On the Convolution of Distributions with Compactly Supported Smooth Functions

Apr 30

Theorem: Let $\Lambda\in\mathcal{D}’(\mathbb{R}^n),$ $\phi\in\mathcal{D}(\mathbb{R}^n),$ and $\psi\in\mathcal{D}(\mathbb{R}^n).$ Then the following hold:

(a) $\tau_x(\Lambda*\phi)=(\tau_x\Lambda)*\phi=\Lambda*(\tau_x\phi)$ for all $x\in\mathbb{R}^n$

(b) $\Lambda*\phi\in\mathcal{C}^\infty(\mathbb{R}^n)$ and for every multi-index $\alpha,$ $$D^\alpha(\Lambda*\phi)=(D^\alpha\Lambda)*\phi=\Lambda*(D^\alpha\phi)$$

Motivation: The goal of this post is to prove part (c) of the above theorem (theorem 6.30 of Rudin’s “Functional Analysis”) without using any vector-valued integration (specifically, $\mathcal{D}_K$-valued integration) as Rudin uses. We will use Folland’s technique of Reimann approximation in his proof of the same theorem. I will explain every nitty-gritty required for the said approximation technique (through Lemma 1 and Lemma 2 below). Those who have worked a lot with dyadic cubes will find Lemma 1 pretty straightforward to prove. However, I would still recommend the read to skim through the proof of Lemma 1, to appreciate exactly why compactness is needed. Lemma 2 uses Lemma 1 to construct the said Riemann approximation. Folland doesn’t explicitly provide any information about these two lemmas and leaves the construction an exercise for the reader. I urge every reader to not underestimate this exercise since the “uniform convergence” argument is not, to me atleast, trivial and uses some pretty elegant (though not difficult) steps that come together, almost magically, to produce the final proof (see how the proof of Lemma 2 uses part (iii) of Lemma 1). So for those who are not reading the chapters of Grandpa Rudin in order (like me) and don’t yet know vector-valued integration, fear not! This post is for you.

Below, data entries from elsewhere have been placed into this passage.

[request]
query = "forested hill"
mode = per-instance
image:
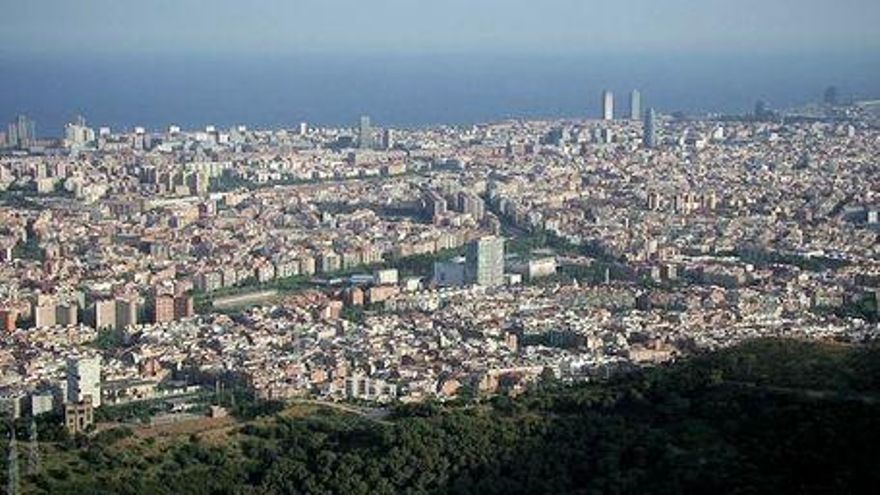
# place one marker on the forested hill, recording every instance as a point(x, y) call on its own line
point(767, 416)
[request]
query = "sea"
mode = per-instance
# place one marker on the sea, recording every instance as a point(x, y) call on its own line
point(406, 90)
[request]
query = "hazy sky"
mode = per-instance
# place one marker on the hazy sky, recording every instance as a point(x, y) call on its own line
point(542, 26)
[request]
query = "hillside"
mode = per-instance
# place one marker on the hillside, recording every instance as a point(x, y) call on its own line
point(767, 416)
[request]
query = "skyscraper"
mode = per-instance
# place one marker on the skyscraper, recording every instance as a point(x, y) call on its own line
point(635, 105)
point(365, 134)
point(22, 132)
point(84, 380)
point(607, 105)
point(485, 262)
point(650, 130)
point(830, 97)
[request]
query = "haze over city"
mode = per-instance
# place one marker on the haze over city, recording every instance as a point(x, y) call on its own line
point(451, 247)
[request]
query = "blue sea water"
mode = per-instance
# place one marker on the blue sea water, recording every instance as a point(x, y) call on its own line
point(405, 90)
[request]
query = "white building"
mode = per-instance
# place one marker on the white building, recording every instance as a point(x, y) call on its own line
point(84, 380)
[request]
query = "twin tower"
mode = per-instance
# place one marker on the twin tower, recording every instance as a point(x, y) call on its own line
point(635, 105)
point(650, 128)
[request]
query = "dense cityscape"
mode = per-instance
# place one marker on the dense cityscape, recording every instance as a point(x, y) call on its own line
point(375, 266)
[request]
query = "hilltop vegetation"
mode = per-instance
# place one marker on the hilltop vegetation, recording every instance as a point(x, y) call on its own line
point(767, 416)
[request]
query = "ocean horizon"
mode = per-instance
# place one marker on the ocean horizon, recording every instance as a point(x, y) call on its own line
point(275, 91)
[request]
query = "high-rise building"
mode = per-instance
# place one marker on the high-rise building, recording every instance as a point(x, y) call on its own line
point(365, 133)
point(22, 132)
point(635, 105)
point(8, 318)
point(163, 309)
point(183, 307)
point(126, 312)
point(77, 134)
point(607, 105)
point(105, 314)
point(388, 139)
point(485, 261)
point(830, 97)
point(84, 380)
point(650, 129)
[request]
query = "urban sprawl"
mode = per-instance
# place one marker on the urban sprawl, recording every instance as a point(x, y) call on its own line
point(376, 265)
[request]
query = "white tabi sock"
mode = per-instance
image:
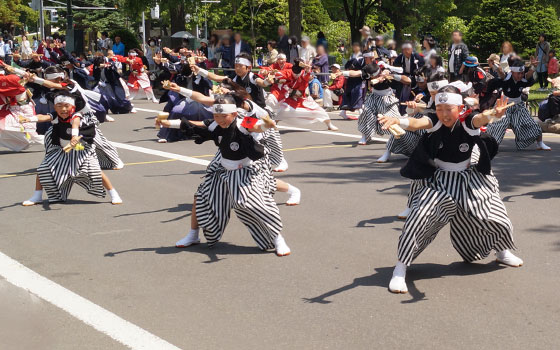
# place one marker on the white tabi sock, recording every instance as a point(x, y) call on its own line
point(541, 145)
point(295, 195)
point(115, 198)
point(283, 166)
point(36, 198)
point(331, 126)
point(282, 248)
point(507, 258)
point(404, 213)
point(190, 239)
point(385, 157)
point(398, 283)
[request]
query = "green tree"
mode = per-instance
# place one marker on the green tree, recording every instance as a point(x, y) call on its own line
point(519, 21)
point(15, 14)
point(442, 32)
point(260, 19)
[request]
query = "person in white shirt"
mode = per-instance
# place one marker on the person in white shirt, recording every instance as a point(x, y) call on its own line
point(306, 52)
point(356, 51)
point(25, 48)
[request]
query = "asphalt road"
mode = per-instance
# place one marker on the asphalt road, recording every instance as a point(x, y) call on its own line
point(331, 293)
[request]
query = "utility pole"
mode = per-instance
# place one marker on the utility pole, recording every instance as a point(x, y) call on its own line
point(296, 17)
point(70, 27)
point(41, 20)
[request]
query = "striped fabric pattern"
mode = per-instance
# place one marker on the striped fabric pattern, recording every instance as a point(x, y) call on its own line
point(272, 141)
point(249, 192)
point(60, 170)
point(518, 118)
point(470, 202)
point(368, 124)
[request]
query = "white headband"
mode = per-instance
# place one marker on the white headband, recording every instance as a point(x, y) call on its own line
point(461, 86)
point(51, 76)
point(65, 99)
point(449, 99)
point(436, 85)
point(243, 61)
point(224, 108)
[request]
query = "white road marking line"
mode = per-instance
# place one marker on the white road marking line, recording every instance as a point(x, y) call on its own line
point(354, 136)
point(90, 313)
point(146, 110)
point(161, 153)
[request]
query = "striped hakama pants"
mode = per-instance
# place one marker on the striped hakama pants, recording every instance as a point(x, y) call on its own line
point(272, 141)
point(519, 119)
point(470, 202)
point(249, 192)
point(60, 170)
point(368, 125)
point(407, 143)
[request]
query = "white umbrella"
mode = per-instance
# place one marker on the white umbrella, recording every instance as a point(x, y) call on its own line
point(183, 34)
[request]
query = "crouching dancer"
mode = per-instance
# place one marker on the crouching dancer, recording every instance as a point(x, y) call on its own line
point(450, 190)
point(70, 156)
point(238, 178)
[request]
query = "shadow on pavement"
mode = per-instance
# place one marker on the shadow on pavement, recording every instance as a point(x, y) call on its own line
point(178, 209)
point(415, 273)
point(213, 252)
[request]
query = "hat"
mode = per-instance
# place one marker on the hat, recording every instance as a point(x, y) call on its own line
point(471, 61)
point(493, 57)
point(365, 29)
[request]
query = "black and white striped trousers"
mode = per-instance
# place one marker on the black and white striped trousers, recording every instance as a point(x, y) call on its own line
point(519, 119)
point(417, 185)
point(470, 202)
point(249, 192)
point(407, 143)
point(60, 170)
point(368, 124)
point(272, 141)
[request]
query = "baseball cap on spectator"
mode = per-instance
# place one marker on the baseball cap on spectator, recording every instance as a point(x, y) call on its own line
point(471, 61)
point(365, 29)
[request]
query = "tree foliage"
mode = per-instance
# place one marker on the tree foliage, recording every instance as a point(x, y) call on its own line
point(519, 21)
point(16, 14)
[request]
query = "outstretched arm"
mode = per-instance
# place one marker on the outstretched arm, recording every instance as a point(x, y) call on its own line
point(410, 124)
point(193, 95)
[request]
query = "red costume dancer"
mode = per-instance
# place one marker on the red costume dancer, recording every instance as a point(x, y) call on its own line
point(297, 106)
point(138, 79)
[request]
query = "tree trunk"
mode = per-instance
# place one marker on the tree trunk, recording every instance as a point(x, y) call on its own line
point(177, 19)
point(296, 17)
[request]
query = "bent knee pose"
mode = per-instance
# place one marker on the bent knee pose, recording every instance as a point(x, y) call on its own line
point(518, 118)
point(449, 190)
point(238, 178)
point(74, 163)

Definition: A dyadic cube $Q$ of side length $2^{-k}$ in $\mathbb{R}^n$ for any $k\in \mathbb{Z}$ is of the form $$Q=\prod_{j=1}^n[z_j2^{-k},(z_j+1)2^{-k})\text{ where }z_1,z_2,\dots,z_n\in \mathbb{Z}$$

We define $\mathcal{D}_k$ to be the collection of all such dyadic cubes of length $2^{-k}.$

Lemma 1: Let $K$ be a compact subset of $\mathbb{R}^n.$ For each $m\in\mathbb{N},$ define $$\mathcal{C}^K_{m}=\{Q\in\mathcal{D}_m:Q\cap K\neq \varnothing\}$$

Let $\mu$ denote the Lebesgue measure. Then, the following three properties hold:

(i) $K\subset \cup_{Q\in \mathcal{C}^K_{m}}Q\subset K+\overline{B}(0,2^{-m}\sqrt{n})$ for all $m\in\mathbb{N}.$

(ii) $\lim_{m\to\infty}\mu\left( \cup_{Q\in \mathcal{C}^K_{m}}Q\right)=\mu(K).$

(iii) the number of cubes in $\mathcal{C}^K_{m}$ is bounded by $2^nL_K^n2^{mn}$ for some $L_K<\infty.$

Note: We, technically, don’t need (ii) for the rest final proof. However, I have included it for completion.

Proof of Lemma:

Proof of (i) $K\subset \cup_{Q\in \mathcal{C}^K_{m}}Q$ is obvious from the definition of $\mathcal{C}^K_{m}$ and the fact that $\cup_{Q\in \mathcal{D}_{m}}Q=\mathbb{R}^n.$ Now, consider any $x\in Q\in\mathcal{C}^K_{m}.$ Consider any $y\in Q\cap K,$ which is guaranteed to exist by definition. Now, $||x-y||\le\text{diam}(Q)=2^{-m}\sqrt{n}$ by the Pythagorean theorem. Since $x=y+(x-y),$ we conclude that $x\in K+\overline{B}(0,2^{-m}\sqrt{n}).$ Hence, $\cup_{Q\in \mathcal{C}^K_{m}}Q\subset K+\overline{B}(0,2^{-m}\sqrt{n}).$

Proof of (ii) Since $\mathbb{R}^n$ has the Heine-Borel property, $K$ must be bounded. Say, $K\subset \overline{B}(0,r)$ for some $r_K>0.$ Then, $K+\overline{B}(0,2^{-1}\sqrt{n})\subset \overline{B}(0,2^{-1}\sqrt{n}+r_K).$ Since the latter has finite measure, so does $K+\overline{B}(0,2^{-1}\sqrt{n}).$ Hence, using continuity of measures from above, $$\lim_{m\to\infty}\mu\left(K+\overline{B}(0,2^{-m}\sqrt{n})\right)=\mu\left(\cap_{m=1}^\infty \big(K+\overline{B}(0,2^{-m}\sqrt{n})\big)\right)$$

Obviously $K\subset \cap_{m=1}^\infty \big(K+\overline{B}(0,2^{-m}\sqrt{n})\big.$ Now, let $x\in \cap_{m=1}^\infty \big(K+\overline{B}(0,2^{-m}\sqrt{n})\big)$. For any large $m\in \mathbb{N},$ since $x\in K+\overline{B}(0,2^{-m}\sqrt{n},$ we have $\text{dist}(K,x)=\inf_{y\in K}||x-y||\le 2^{-m}\sqrt{n}.$ Thus, $\text{dist}(K,x)=0$ and since $K$ is closed (Heine-Borel property) it must contain its limit point $x.$ Hence, $K=\cap_{m=1}^\infty \big(K+\overline{B}(0,2^{-m}\sqrt{n})\big.$

So $\lim_{m\to\infty}\mu\left(K+\overline{B}(0,2^{-m}\sqrt{n})\right)=\mu(K).$ Now, a simple application of the Squeeze theorem, along with (i), shows (ii).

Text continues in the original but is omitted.